Panties…Err…Pants in a Bunch
It’s the beginning of the year, a new decade, and I’m doing my damnedest to try and stay positive. But it’s dark all the time. And cold. So freakin’ cold. My house isn’t surrounded with snow drifts as much as BERGS of dirty, frozen snow. My skin’s dry, I don’t have a tan, and yes, I did plump up over the holidays. Did I mention the cold?
And then the work. The economy still sucks, health care reform is a mess, and I’m suffering from progressives fatigue. When I collect myself to focus on something so very critical like continuing to advocate for equal access to health care services, or equal pay for equal work, I find some strength in the amazing community of advocates all working toward the same goal. As cheesy as it sounds it makes it seem doable, despite the claustrophobia that being surrounded by dirty frozen snowbergs can bring.
Until something like this. Pants that have captured the attention and collective outrage of feminists. Well, that
just makes me tired.
Okay. I get it. It’s a macho-styled play on culturally ingrained and at times offensive gender stereotypes. Its cheeky elevation of pedestrian manliness anticipated this feminist outrage because, well, it jabs at it outright. So, well played, ladies. We’ve done exactly what the stereotype predicted we’d do. Jokes on who exactly?
Now, for transparency’s sake I’ll disclose that I know one of the folks involved in the campaign. Sure, I’ll admit that I find some of the assumptions in the campaign worn, but um… yeah, they’re selling Dockers. Hard to get more mainstream than khaki, so those kinds of assumptions are going to work. And they have. We’re talking about Dockers. I’ve dedicated an entire post to Dockers. When was the last time you even THOUGHT about Dockers, let alone got your panties in a bunch over their ads?
With so many big issues, so many real battles who has the energy for this? I fight against gender assumptions and the damage they inflict daily. It’s a personal fight and a professional fight. But pants? I’m not fighting pants, if only to not feed into the humorless boner-killing feminist meme that the campaign depends on. I get it for those who want to take it on. But me, I can’t. It’s great advertising–it taps into a collective nerve and exploits it, for good or for bad. It’s sparked a political conversation which is pretty amazing in and of itself. But even if I’m offended by the ad, so what? Harping about it does what exactly?
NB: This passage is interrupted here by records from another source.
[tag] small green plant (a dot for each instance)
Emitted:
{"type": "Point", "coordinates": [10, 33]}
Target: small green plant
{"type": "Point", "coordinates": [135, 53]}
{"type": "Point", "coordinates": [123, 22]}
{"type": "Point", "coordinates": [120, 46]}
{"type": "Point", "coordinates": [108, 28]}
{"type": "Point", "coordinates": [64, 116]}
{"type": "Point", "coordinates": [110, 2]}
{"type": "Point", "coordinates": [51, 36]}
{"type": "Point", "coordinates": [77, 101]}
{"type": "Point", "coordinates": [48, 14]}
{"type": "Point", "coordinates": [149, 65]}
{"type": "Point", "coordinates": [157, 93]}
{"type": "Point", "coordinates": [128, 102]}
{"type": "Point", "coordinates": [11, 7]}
This country’s cultural identity is inextricably linked to this kind of theme. Colonists rebelled against the effeminite Brits. Pioneers, miners, railroaders, all did the same from the Colonists. This is our historical narrative, the language of Americana. Why do we think this will ever change? At best it will become an antiquated cultural marker of a particular moment in our nation’s development, but it will persist. Manhood is the most ingrained and illusive piece of Americana, and perhaps the fact that it’s now selling pants is a sign it’s on the wane. Or not. But at the end of the day, it’s just pants people. What’s all the fuss?
Either I just don’t see it or I’m too tired and can’t see it, but I’m missing something. Really? Pants?